The report, published in the New York Times on Tuesday, detailed how his core businesses of casinos, hotels and apartment buildings had lost $1.17 billion over a decade, allowing him to avoid paying income taxes for eight of the 10 years.

During the period described, Trump said he was allowed massive tax write-offs for depreciation and many “non monetary” losses, adding the report contained “very old information.”

“You always wanted to show losses for tax purposes … almost all real estate developers did – and often re-negotiate with banks, it was sport,” Trump said in a post on Twitter on Wednesday.

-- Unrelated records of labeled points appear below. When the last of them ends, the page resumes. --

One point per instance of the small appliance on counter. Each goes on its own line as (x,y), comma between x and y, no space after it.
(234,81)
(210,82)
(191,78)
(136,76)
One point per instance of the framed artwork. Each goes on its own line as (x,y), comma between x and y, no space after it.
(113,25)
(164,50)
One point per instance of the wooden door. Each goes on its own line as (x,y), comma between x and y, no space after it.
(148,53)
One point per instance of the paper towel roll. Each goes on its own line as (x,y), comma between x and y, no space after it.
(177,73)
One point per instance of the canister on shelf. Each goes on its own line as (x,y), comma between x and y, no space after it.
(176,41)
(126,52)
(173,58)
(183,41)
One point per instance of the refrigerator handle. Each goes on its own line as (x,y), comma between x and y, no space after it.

Though U.S. presidential candidates have traditionally released their tax returns during the campaign, Trump has refused to do so. He also continues to own his businesses, though he has said his sons run the day-to-day operations.

Trump has repeatedly said he could not release his tax documents because he is under audit by the Internal Revenue Service (IRS).

His former lawyer Michael Cohen, however, told a House panel in February that rather than an audit being underway, Trump feared releasing the tax information could lead to an audit and penalties.

Democrats in U.S. House of Representatives have requested Trump’s tax returns as part of investigations into the president and any possible conflicts of interest, but Treasury Secretary Steven Mnuchin this week refused a request for them, setting the stage for a likely legal fight.

Officials in New York state are also taking steps to seek the president’s tax returns, the New York Times has reported.

Trump has previously said any probe of his personal or business finances were off limits, telling the Times in a July 2017 interview that any such scrutiny would be crossing a “red line.”